Batista dos Santos Assumpção é um homem preto de origem humilde, nascido na Paraíba, que sonhou com uma vida melhor derrubando árvores na construção da Transamazônica, no coração da floresta. Mas seus ideais de um trabalho justo e seu amor ingênuo por Iolanda, uma prostituta local, são destruídos aos poucos. Por fim, acaba envolvido num esquema sem volta com os agentes mais obscuros da ditadura.
Tentando apagar o passado, Batista conhece Soledade da Silva Farias, com quem se casa, na esperança de um recomeço. Mas a mulher carrega suas próprias feridas e opressões, das quais tampouco consegue escapar.

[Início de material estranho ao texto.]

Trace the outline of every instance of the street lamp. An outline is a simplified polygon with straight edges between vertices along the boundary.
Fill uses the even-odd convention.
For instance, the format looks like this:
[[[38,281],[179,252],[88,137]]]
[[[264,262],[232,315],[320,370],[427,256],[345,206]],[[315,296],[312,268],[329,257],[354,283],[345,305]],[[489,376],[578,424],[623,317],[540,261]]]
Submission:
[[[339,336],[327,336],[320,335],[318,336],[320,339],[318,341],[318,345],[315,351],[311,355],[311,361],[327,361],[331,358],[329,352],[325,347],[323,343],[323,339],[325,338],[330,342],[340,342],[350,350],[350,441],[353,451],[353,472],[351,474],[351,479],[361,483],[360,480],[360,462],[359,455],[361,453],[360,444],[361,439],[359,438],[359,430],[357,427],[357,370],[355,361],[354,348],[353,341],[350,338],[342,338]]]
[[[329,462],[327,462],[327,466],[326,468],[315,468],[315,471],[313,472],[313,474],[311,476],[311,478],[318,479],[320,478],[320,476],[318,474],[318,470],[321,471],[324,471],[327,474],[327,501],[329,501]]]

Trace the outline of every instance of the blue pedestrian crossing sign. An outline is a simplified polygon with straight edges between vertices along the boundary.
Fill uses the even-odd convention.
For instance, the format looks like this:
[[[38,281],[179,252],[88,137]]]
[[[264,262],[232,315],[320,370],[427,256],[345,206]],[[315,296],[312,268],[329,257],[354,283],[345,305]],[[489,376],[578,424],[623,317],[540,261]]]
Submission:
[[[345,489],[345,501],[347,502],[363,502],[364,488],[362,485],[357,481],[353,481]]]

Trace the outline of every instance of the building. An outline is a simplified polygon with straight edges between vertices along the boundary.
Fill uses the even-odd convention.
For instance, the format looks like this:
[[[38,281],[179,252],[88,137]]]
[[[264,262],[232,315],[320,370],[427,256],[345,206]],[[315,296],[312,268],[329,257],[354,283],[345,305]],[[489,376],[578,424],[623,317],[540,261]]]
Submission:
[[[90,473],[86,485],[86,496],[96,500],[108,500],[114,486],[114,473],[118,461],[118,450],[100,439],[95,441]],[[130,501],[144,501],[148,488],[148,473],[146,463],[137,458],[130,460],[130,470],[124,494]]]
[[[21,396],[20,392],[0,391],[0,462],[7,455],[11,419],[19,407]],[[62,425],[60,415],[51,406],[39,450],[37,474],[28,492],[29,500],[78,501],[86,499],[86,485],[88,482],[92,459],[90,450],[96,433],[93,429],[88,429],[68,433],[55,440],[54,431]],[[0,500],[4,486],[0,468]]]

Conquistar uma vida digna, para eles, é uma impossibilidade. Seus três filhos tomam caminhos tortuosos, mas o pior é Graciliano, que segue o legado de selvageria do pai. Ele se envolve com o mundo do crime e arrasta o inferno para dentro da própria família, que busca uma vida tranquila na pequena Brejo do Livramento, cidade paraibana dominada pela produção de cachaça e pela poderosa família Lucena Neumann.
Essa não é uma história tradicional nem previsível. Os Farias de Assumpção são acossados pela figura grotesca e anárquica conhecida pela alcunha de O Inglês, que gradativamente os empurra para um vórtice de loucura. O Dono e o Mal é um romance multifacetado, de diálogos afiados e situações absurdas, que se impõem sobre uma família que avança sem atalhos pelo caminho da destruição.

BRUNO RIBEIRO é escritor, tradutor e roteirista. Mestre em escrita criativa pela Universidad Nacional de Tres de Febrero, em Buenos Aires, é autor de "Glitter" (Moinhos, 2019), "Como usar um pesadelo" (Caos e Letras, 2020), "Porco de raça" (Darkside, 2021) e "Era apenas um presente para o meu irmão" (Todavia, 2023), entre outros. Recebeu diversos prêmios no Brasil e já foi traduzido para o inglês, o espanhol e o francês.